At first glance, these outliers seem to be “badly wired” — they don’t respond to things they way they “ought” to, totally ignoring how the behaviourists expect them to behave. But again, the point of behavioural ecology is figuring out how organisms’ behaviour adapts to different ecological conditions. Human genetic diversity yields people with different ways of responding to the environment, whether that’s a changing environment or a relatively static one. If one person out of a hundred reacts differently to the same situation, their reaction probably serves some functional purpose for them. Different doesn’t necessarily mean wrong, just different — any behaviour that serves a functional purpose is adaptive!
There’s nothing like spending hours observing students to realise that the same situational antecedants don’t necessarily produce the same behaviours or consequences. And when observing the results of various attempts to train, shape, fade, extinguish or instill specific behaviours, we find that our students are not nearly as tractable as lab rats.
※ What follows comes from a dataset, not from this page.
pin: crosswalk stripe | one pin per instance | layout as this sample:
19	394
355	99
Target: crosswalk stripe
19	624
Frankly, it is not easy, nor always desireable to shape or manipulate our student’s behaviours with various positive & negative reinforcers (or punishers). Such methods do have their uses, but we need to be mindful that intrinsic self-motivatione is something the student will always carry with them, whereas our extrinsic modifiers may not.
More so than any other animal, humans spend a lot of time changing their environments. We can more successfully work with students’ individual wants and needs by engaging them in shared ownership of the learning process. We do that by giving them more choices in how they acquire and then demonstrate their learning, so they can adapt their environments to better fit their individual needs. Too often we try to make all the students fit the same niche, and then don’t understand why they cannot all succeed. (The reason we have “special” education is because “normal” education is too narrow of an environment to provide enough niches.)
Sometimes we forget that one of the important basics of education is figuring out what you are good at doing, and how to use that to achieve your goals — we don’t want to spend too much of our time endlessly trying to improve our weak areas. We also want our students to be able to learn how to identify what their own needs are, and different ways of meeting those needs.
So why do I end up spending so much time observing people, even when I’m not doing so for an official assessment? Because one of my own needs is making sense of people, and figuring out how people determine what their needs are, and how they work to achieve them.
* Miller J. R., Strickler K.L. (1984) Finding and accepting host plants. In: Bell W. J., Cardé R. (eds) Chemical Ecology of Insects, pp. 127–155. Chapman and Hall, New York.